Başbuğ Alparslan Türkeş onlar için “O kadar gençtiler ki ne kadar büyük işler yaptıklarının farkında bile değildiler” diyor.
Taş Medrese Defteri ya da Kendini eğitme bilgilendirme:
Cezaevinde Ülkücü mahkûmların kaldığı koğuşlarda cezaevi başkanlığı yapan Selahattin Arpacı, kendini yetiştirmek üzere okuyup beğendiği şiir ve yazıları yazdığı bir defter tutmuş, bu deftere çeşitli resimler çizmiş ve beğenip not aldığı şiirlerin sayfa kenarlarına çizdikleri nakışlara dönüşmüş, şiirleri süslemiş, süslerken de Selahattin Apacı’nın dimağını beslemiş, gelişip bilgi sahibi olarak tebarüz etmiştir. Daha sonra bu defterin Ülküdaşlarının cezaevinde yatanların yaşadıklarını ve o günlerin ruhi durumlarını anlamalarına vesile olsun diye düşününce “Taş Medrese Defteri” adlı kitap oluşmuş. “Taş Medrese Defteri” 2016 yılında Berikan Yayınevinden çıkmış,184 sayfadan müteşekkil.
Kendini yetiştirirken, öğrendiklerini hayata tatbik etme ve öğrenip tatbik ettiklerini başkalarına da öğretme çabasının güzel bir örneğidir “Taş Medrese Defteri”. Dolacaksın ki boşalasın.
Mektubat
Hiçbir Ülkücünün yapamadığı gibi Selahattin Arpacı’da yedi yılı her gün yatıp kalkıp yemek içmek ve uyumak ile geçiremezdi. Öylede yaptı. Boş durmadı. Cezaevindeki işkencelerden arta kalan zamanlarda yaptıkları faaliyetlerden de zaman artırarak dışarıdakilerle mektuplaşmış, çeşitli gazete ve dergilere mektup şeklinde yazılar yazmıştır. Gazete ve dergilere yazdığı yazılara ve yazdığı mektuplara karşılık verenlerce sorulan sorulara cevaplar vermeye çalışmış, problemlere çözümler önermişler. Bu mektuplar da cezaevinden sonra Berikan Yayınevi tarafından 2015 yılında yayınlanarak “Taş Medrese’den Mektuplar” adlı kitaba dönüşmüş. “Taş Medrese’den Mektuplar” 192 sayfadan ve 47 mektuptan ibarettir.
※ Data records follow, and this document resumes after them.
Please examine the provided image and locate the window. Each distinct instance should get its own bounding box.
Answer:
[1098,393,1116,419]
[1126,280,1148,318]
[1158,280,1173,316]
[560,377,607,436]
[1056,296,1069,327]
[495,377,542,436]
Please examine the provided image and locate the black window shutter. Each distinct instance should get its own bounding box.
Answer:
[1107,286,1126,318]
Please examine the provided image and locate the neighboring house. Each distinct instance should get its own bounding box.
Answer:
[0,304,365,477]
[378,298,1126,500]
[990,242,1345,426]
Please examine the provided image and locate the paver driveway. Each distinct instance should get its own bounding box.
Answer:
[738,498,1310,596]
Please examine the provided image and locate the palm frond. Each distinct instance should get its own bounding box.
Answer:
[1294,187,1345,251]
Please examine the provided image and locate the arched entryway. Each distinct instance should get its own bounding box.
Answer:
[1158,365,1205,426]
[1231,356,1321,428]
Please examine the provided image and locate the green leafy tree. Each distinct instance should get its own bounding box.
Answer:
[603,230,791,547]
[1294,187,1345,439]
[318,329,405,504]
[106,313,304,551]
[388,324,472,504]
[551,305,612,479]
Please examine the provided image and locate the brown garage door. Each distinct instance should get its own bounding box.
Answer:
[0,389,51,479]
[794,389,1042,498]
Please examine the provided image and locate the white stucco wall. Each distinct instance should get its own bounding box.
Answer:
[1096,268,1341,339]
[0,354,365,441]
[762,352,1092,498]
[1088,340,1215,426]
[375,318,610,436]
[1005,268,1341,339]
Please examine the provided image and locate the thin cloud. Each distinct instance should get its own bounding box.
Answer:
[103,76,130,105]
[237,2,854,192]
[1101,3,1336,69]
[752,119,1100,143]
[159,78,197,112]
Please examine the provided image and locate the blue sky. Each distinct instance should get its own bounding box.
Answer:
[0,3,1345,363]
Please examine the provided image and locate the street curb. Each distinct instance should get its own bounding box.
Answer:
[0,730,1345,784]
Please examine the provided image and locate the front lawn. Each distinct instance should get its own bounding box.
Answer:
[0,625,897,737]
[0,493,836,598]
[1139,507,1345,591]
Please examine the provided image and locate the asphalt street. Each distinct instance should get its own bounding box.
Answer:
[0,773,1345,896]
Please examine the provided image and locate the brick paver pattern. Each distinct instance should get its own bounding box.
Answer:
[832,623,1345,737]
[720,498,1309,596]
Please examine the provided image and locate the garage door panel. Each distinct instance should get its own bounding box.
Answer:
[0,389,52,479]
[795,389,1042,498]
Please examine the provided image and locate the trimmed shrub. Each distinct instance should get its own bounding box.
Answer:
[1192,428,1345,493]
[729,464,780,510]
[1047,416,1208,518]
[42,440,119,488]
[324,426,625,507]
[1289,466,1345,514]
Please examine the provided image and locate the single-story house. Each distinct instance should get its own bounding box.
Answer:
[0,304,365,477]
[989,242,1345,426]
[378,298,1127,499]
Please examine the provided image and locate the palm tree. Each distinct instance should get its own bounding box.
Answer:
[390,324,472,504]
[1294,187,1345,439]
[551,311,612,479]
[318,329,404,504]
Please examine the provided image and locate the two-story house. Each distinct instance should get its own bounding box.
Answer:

“Taş Medrese’den Mektuplar”da Turan, Âlim ve Abid, Eşref-i Mahlûk insan, Şehitlerin ölmediği, ahlak, ilim, sabır ve tevekkül, itaat, birlik ve beraberlik, ticaret ahlakı, TRT Genel Müdürü Doğan Kasaroğlu’na yazılan mektupta yayın yoluyla milletin ahlakının bozulmaya çalışıldığı, kulluk nasıl yapılmalı, nasıl bir Müslüman olmamız gerektiğinden, Masonluk ve Siyonizm, esir Türkler, çocuğa isim koyma ve yetiştirme, anaya babaya bakmak, Allaha eş koşmamak, sabır, namuslu kadınlara iftira atmak, Müslüman’ın hayatı nasıl olmalı, İslam’da kadının şahitliği, Ülkücü şuur ve ülkücü ahlak, İslam’ın kadınlara tanıdığı haklar, komünizm ve dine bakışı, ülkücülük konusunda yeterli bilgi ve ülkücülerin seviyesi, İslam’da tesettür ve izdivaç, öfke ve öfkeye hâkim olmak, Atatürkçüler ve Atatürkçülük, şahsi kötülüklerin affı ancak millete yapılanların af edilemeyeceği, Türklerin İslamiyet’i kabul etmeleri, Başka dinlere mensup Türklere bakışımız, Nasıl okumalı ve çalışmalıyız, kadınların şahitliği meselesi gibi konuları işlemiş mektuplaştıklarıyla.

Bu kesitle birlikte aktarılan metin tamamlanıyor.